マイルズの旅路

[題名]:マイルズの旅路
[作者]:ロイス・マクマスター・ビジョルド


 ビジョルド氏の代表的作品群〈ヴォルコシガン・サガ〉のエピソードです。
 作中時間では前作『外交特例』からおよそ七年後、外伝的扱いの『大尉の盟約』からは四年ほど後に相当するようです。(原語版では『大尉の盟約』の方が『マイルズの旅路』より後に執筆)
 ある経緯からバラヤーを離れ惑星キボウダイニを訪れていたマイルズ。しかしそこで誘拐騒動に巻き込まれた彼は、キボウダイニの人体冷凍技術にまつわる闇へ切り込むことになるのです。
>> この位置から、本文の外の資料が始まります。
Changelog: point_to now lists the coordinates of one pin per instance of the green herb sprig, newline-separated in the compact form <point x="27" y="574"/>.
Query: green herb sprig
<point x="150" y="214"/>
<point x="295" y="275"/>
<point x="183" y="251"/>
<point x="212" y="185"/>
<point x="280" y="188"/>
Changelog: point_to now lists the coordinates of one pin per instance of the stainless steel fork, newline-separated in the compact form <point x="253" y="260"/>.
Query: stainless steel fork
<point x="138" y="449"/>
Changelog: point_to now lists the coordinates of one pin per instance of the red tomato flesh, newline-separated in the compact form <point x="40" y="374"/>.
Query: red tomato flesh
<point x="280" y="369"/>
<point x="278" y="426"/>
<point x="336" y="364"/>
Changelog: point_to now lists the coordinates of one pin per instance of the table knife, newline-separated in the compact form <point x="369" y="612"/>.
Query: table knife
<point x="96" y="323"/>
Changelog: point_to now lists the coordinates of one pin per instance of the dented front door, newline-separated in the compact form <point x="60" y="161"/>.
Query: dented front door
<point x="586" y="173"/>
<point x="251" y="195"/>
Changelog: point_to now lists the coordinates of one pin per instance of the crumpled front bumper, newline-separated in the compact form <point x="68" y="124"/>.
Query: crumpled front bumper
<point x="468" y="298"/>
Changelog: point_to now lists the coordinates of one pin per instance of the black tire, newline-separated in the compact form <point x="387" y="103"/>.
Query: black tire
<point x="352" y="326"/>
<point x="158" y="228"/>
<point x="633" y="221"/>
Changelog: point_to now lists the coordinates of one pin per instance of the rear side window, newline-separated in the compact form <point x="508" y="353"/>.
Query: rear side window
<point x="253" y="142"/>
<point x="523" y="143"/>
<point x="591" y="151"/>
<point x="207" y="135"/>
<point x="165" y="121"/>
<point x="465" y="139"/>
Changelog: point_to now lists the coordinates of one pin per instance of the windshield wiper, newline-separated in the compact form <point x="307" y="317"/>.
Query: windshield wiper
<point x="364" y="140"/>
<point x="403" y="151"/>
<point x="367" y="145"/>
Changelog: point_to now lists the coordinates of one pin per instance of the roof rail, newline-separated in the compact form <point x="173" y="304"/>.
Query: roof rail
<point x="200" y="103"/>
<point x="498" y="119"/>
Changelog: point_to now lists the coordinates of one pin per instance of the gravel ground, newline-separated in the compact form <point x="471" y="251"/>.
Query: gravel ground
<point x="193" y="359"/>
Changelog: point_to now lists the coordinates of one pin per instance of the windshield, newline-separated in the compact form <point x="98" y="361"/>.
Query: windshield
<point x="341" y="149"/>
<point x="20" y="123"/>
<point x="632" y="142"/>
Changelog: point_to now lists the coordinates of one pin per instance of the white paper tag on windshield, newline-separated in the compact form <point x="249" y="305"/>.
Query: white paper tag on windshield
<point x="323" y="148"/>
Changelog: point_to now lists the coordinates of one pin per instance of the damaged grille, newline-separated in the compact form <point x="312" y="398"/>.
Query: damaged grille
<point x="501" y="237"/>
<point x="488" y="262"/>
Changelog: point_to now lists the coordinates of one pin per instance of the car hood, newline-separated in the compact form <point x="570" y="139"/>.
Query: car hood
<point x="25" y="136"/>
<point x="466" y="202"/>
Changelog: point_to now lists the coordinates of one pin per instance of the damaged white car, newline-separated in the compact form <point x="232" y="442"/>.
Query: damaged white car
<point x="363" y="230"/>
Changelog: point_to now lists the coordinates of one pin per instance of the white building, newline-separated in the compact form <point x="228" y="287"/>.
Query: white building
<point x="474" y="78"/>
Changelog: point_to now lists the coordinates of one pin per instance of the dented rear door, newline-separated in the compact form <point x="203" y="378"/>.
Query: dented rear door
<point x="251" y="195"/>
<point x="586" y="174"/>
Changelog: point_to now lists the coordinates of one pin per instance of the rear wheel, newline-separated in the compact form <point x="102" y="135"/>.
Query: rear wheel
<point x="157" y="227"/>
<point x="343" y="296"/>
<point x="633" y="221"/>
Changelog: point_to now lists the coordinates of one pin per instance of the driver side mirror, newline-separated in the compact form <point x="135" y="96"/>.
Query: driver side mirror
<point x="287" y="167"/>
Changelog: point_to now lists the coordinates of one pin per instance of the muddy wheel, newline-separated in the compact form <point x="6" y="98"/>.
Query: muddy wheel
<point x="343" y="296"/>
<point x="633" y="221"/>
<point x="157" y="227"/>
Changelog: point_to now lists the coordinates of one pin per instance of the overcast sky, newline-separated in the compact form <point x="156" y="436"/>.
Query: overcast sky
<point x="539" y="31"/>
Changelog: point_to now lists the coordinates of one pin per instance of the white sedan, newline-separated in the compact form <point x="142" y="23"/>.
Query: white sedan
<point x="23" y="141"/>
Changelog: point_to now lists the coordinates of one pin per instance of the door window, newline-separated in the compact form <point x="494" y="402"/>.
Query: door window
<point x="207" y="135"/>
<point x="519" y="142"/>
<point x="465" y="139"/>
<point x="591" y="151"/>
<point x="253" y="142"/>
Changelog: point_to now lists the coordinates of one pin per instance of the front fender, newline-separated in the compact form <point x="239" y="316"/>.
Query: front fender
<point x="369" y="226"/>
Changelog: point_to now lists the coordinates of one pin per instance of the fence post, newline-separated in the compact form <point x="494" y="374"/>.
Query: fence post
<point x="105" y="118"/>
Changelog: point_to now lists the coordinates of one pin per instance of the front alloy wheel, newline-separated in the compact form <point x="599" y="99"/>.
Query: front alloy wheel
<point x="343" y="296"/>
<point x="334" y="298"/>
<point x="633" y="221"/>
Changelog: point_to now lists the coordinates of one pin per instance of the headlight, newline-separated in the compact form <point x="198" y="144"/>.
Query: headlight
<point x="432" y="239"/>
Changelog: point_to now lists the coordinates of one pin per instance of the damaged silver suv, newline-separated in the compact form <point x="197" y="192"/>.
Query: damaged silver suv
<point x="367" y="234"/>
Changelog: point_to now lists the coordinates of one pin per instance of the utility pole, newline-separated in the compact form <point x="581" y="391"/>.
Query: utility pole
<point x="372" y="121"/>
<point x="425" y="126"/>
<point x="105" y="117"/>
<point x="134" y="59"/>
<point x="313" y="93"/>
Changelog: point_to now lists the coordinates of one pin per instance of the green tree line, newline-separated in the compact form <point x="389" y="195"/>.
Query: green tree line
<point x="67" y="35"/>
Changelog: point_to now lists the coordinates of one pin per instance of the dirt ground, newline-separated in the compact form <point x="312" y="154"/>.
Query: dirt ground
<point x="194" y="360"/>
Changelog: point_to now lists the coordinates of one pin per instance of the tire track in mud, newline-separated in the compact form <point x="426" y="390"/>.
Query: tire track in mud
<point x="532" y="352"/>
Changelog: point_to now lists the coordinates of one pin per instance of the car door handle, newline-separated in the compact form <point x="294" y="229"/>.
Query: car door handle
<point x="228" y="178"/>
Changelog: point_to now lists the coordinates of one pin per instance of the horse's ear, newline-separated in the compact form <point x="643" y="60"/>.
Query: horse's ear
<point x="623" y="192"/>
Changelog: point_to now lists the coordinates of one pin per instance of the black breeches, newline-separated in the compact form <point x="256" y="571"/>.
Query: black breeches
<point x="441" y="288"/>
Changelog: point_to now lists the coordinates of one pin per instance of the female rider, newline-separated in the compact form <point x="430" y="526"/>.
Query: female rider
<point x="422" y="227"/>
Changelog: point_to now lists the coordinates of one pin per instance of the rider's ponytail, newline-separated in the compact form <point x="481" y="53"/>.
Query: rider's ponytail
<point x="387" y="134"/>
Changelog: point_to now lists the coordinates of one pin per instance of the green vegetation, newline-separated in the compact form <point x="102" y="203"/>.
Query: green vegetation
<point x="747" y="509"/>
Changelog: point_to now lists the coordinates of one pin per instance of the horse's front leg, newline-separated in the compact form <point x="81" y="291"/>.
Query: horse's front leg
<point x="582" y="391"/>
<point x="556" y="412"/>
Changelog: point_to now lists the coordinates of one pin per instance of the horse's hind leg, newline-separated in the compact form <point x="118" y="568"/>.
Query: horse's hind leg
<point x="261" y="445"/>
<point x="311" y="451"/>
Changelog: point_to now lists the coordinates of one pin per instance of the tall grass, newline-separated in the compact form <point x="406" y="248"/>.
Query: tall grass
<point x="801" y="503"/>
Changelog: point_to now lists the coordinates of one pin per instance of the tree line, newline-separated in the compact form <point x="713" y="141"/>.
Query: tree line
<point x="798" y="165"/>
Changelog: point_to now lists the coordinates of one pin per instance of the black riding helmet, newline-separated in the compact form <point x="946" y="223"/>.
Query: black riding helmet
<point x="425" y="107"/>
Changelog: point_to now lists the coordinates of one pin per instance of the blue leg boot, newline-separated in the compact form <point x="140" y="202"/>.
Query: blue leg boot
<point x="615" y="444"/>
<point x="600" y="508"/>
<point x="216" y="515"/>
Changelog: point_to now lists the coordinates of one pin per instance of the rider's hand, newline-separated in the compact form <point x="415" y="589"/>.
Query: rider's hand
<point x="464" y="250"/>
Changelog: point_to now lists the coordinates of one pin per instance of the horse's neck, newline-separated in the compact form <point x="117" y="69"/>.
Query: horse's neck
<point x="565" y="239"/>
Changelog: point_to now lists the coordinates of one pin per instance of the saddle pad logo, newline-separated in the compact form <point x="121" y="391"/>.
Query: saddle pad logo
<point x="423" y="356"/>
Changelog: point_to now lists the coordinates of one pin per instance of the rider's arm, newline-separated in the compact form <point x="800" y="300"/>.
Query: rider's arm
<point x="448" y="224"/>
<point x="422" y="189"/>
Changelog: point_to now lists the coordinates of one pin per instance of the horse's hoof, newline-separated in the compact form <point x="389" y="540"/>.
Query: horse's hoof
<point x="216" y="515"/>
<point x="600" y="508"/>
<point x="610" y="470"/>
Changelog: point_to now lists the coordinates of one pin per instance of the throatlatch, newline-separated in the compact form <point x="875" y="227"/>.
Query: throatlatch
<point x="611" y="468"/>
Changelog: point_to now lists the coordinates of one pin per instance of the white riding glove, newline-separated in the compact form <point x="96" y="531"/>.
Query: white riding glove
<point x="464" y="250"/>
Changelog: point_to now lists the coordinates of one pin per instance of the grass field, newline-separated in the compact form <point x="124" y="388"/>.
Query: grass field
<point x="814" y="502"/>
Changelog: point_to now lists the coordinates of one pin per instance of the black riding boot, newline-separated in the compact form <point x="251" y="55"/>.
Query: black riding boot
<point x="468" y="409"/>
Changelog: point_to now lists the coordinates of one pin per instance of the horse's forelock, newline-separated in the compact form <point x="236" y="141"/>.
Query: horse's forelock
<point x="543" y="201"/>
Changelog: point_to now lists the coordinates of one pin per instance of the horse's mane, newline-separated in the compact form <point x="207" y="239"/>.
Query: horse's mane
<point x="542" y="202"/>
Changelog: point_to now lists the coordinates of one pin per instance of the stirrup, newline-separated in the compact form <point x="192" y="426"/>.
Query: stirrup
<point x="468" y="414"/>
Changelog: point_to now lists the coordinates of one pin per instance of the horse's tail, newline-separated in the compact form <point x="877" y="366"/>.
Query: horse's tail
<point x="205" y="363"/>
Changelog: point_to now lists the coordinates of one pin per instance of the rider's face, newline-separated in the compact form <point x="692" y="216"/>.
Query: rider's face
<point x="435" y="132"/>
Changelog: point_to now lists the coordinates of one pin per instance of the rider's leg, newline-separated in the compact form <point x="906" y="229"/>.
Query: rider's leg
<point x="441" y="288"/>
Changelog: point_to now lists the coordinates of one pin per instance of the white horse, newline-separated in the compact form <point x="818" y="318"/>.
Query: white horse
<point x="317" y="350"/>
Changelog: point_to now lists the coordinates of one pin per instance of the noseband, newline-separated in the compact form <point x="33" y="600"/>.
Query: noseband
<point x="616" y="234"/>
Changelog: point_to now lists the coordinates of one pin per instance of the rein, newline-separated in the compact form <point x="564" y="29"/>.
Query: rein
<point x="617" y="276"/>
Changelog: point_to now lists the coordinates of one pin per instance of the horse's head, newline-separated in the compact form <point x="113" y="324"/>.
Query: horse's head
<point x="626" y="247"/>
 名前の似た別惑星・第二ニューホープと区別するためキボウダイニ("Kibou-daini")と呼ばれる星では、人体冷凍が盛んに行われていました。病に冒された者や年老いた者が、未来へ展望を託して自ら冷凍保存し、そこから利益を上げる人体冷凍会社が社会を牛耳っていたのです。無数の冷凍死体が納められた“冷凍棚”が地下に並ぶ都市は、《クリオポリス》と呼ばれています。
 そうした人体冷凍会社の一つシラギク社がコマールへ大規模な売り込みをかけてきたとき、バラヤー皇帝グレゴールはマイルズを調査に当たらせることにしました。キボウダイニで開催された人体冷凍術招待者会議に出席したマイルズですが、キボウダイニの現行社会に不満を持つ過激派ニューホープ遺産解放戦線が会議に乱入し、マイルズ達を拉致しようとしたのです。
 しかし、誘拐犯の使った鎮静剤が効かなかったため、マイルズは脱出して地下に逃れました。薬物による幻覚状態で冷凍棚の間を彷徨っていたところ、少年ジンに助けられ、彼の住処へ案内されます。
 そこは、高いお金を払うことができない人々の冷凍措置を引き受ける、未認可の冷凍施設を擁する奇妙なコミュニティでした。父は死亡、母が強制的に冷凍保存され、伯母夫妻に預けられていたジンは、家出してここに身を寄せていたのです。
 マイルズは、ジンの母ライザが何かトラブルに巻き込まれたのだと推測しました。彼女は何か人体冷凍会社の屋台骨を揺るがすようなことを知ってしまったために、社会的に抹殺されたのではないか――マイルズはジンへの恩に報いるため、そして聴聞卿的好奇心(笑)を満たすため、ライザを蘇生させることができないか模索を始めます。
 それはやがて、キボウダイニ社会を揺るがす一大スキャンダルへと繋がっていくことになるのです。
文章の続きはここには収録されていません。